I bet after a hug and a drink he’ll spill his guts to you. Then you are free to help. I agree with pr3vioys posters that you’d better steer clear of drama and blame. Concentrate on ‘yeah, breakups are shitty’ and his positive future. Be careful, she could come back. Strengthen him and encourage him to move on, so he’s stronger when she comes begging.

Birdie6 · 08/11/2018 07:42

He's a grown man - he doesn't need anyone to "baby him". Just let it go - it sounds as if you are taking a rather unhealthy interest in his love life. Maybe he'll grow up and move out of his parent's house and start living an adult life .

SoyDora · 08/11/2018 07:48

Gold digger? If your brother has so much ‘gold’, why does he live at home with his parents?

greendale17 · 08/11/2018 07:53

Also I suspect you're kicking your heels with glee that the "golddigger" (lol at that) has left him.

^I would be if that was my brother. The girlfriend worked 1 day a week living with his parents. She was a free loader and taking the mock.

MarthasGinYard · 08/11/2018 08:00

'Baby him'

He's an adult.

Respect his wishes he'll tell you when he's ready.

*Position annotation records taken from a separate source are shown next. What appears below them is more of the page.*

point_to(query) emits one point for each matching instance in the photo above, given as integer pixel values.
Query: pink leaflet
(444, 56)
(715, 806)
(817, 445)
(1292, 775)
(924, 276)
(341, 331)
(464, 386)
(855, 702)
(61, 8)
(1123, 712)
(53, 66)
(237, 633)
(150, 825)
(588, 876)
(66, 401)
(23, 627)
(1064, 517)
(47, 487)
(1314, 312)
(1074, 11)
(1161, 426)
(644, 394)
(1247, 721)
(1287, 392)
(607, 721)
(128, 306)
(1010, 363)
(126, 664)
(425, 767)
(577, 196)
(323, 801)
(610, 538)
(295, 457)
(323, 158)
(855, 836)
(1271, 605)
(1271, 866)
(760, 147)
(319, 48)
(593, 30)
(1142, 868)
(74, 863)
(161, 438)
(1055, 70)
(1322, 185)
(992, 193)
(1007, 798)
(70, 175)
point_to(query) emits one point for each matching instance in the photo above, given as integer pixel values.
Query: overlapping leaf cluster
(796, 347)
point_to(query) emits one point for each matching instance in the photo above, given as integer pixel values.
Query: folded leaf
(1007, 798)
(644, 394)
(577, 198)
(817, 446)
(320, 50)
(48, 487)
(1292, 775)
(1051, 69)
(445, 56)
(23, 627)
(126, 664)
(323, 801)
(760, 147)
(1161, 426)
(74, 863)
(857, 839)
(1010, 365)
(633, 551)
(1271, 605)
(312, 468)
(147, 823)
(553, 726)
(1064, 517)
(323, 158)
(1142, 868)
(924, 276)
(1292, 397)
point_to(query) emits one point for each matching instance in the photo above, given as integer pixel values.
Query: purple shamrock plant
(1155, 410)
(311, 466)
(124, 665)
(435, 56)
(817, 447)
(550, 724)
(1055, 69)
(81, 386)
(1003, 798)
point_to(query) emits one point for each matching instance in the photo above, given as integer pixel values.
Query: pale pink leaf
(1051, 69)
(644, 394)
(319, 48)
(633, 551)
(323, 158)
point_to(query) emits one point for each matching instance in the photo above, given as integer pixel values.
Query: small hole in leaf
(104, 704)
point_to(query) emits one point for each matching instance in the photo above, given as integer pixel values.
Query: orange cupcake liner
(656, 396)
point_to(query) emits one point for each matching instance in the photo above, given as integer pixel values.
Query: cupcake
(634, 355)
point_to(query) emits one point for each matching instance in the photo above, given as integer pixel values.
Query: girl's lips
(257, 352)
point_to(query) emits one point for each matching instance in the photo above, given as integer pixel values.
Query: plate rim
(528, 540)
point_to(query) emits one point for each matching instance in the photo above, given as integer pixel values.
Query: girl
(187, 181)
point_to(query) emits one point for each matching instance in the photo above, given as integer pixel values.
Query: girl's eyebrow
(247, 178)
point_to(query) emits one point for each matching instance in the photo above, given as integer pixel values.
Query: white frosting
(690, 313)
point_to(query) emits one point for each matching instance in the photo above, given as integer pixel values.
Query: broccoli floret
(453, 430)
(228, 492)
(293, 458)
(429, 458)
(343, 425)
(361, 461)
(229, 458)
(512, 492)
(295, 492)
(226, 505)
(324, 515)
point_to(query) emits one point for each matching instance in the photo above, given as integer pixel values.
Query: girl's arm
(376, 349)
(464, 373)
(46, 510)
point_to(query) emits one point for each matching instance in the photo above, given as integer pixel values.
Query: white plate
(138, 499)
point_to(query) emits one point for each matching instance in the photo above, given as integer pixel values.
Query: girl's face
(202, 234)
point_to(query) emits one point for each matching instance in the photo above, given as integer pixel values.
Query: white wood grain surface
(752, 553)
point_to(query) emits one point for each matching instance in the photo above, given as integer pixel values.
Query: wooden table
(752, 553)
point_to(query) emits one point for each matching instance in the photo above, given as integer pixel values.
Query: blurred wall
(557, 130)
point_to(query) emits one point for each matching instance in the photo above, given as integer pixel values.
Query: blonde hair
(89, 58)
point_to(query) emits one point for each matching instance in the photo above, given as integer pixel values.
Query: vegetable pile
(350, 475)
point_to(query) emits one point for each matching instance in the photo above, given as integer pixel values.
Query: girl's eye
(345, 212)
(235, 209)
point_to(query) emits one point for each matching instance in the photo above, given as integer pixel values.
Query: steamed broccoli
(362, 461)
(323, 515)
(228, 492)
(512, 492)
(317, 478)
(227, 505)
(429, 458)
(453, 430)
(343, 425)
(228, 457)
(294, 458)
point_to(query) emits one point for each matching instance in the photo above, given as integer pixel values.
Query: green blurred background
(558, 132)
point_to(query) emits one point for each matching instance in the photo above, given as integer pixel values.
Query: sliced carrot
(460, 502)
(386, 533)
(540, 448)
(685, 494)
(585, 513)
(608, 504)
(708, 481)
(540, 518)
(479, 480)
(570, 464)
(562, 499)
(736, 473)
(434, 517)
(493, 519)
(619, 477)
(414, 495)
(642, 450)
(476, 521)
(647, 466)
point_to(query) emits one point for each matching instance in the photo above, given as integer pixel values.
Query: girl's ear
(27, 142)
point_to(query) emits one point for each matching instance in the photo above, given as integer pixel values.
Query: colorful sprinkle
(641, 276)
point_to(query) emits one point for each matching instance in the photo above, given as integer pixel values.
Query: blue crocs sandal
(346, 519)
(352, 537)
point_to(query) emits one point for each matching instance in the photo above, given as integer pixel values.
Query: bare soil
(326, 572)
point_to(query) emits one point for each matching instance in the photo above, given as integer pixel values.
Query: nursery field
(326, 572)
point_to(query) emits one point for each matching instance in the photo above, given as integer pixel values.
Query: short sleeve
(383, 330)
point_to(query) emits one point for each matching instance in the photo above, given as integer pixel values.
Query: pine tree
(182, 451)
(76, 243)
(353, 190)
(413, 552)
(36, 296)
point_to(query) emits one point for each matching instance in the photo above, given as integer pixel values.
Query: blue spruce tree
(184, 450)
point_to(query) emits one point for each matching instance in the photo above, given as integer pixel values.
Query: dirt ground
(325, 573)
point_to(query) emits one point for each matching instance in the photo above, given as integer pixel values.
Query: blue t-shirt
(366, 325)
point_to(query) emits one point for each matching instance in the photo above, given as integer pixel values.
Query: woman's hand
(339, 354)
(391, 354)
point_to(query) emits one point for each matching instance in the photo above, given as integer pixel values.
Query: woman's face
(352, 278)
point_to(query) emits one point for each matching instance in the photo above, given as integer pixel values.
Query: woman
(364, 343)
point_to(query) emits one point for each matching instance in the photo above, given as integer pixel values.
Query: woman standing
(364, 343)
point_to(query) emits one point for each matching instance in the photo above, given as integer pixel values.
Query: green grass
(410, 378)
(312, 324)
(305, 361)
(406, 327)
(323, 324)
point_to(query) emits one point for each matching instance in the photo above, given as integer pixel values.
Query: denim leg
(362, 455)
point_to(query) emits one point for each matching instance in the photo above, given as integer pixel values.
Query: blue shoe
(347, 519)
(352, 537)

Whereartthouname · 08/11/2018 08:03

Whatever you do dont trash talk her. If he finds out and they get back together you're screwed

mummmy2017 · 08/11/2018 08:07

Ask him to go to cinema with you and the children...
If you just say do you want to come... Then he is free to mention the ex won't be there.

Blanchedupetitpois · 08/11/2018 08:13

Keep your comments about gold digging to yourself when he does tell you. They may get back together, and it will be very awkward for you.

I think it’s a bit unusual that he doesn’t want you to know. I wonder if he maybe thinks you’ll be a bit intense and he can’t cope with it right now? I maybe am reading too much into it but your comments about babying a grown man are odd, and all the stuff about your heart breaking is quite emotionally intense. Perhaps he’s anticipating this and just not wanting to deal with it yet? Even though he will know it is well intentioned it could still be too much.

I think the best thing would be for you to give him time and follow his lead without being very dramatic or intense. Take him to the pub or dinner so he can get out of his head and have fun.

AnchorDownDeepBreath · 08/11/2018 08:15

I suspect he's not telling you because he's aware of your opinion and he is hoping they get back together. Once you've vocalised what you think to him; your sibling relationship could be damaged if they do.

Your mum shouldn't have told you. He'll be okay. Break ups are hard but he's made the decision to cope with this by himself; and you need to honour that. He is opting out of your intense support at the moment. He will let you know if (and when) he wants it.

areyoubeingserviced · 08/11/2018 08:16

Op, with respect mind your own business.